The mythical "data teams" have been living their prime time over the past few years. The first thing every company that is moving towards a data-driven culture does is to hire engineers for the thing they wished they did well, without thinking why.
It's like the "DevOps" of 2010s: everyone claims they do it, but everyone understands the role –or the philosophy, for that matter– differently.
The whole story revolves around this idea that the lifecycle of data is too complex –it is!– for analysts/scientists to manage –not just for them, all of us!–, therefore we drop these engineers from outside into a highly complex business environment, expecting them to deliver value using data right away.
Of course, this never works: engineering teams spend months building infrastructure, restructuring the data, and building tooling for things that might not even be used by the rest of the business. In the end, the company is out millions of dollars, and likely worse than where they were before.

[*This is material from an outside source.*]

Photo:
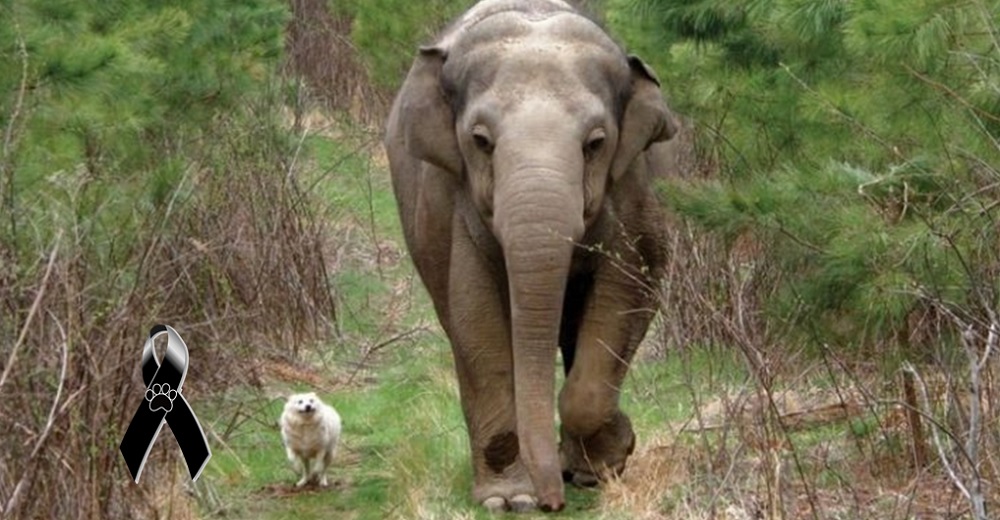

The idea that data would be dealt with outside the rest of the business by throwing more engineers on it is a very old idea. It often plays out as follows:
- The company builds software and becomes successful in some way.
- They generate a lot of data; although, not as a first-class citizen, always as an afterthought.
- There'll be a Jane in marketing, and a Joe in sales who knows how to pull some data to Excel and get some numbers out. The data and the story it tells are still an afterthought.
- The company grows further, but the "Jane"s and "Joe"s are not enough to serve the rest of the business. They decide to hire an analyst or two.
- Guess what? Data is still an afterthought.
- The analysts are trying to help the rest of the business, but are unable to keep up with all the demand and feel abandoned while trying to navigate the hot mess.
- At some point, some exec will get mad at not being able to get some numbers and call the shots to build a data team.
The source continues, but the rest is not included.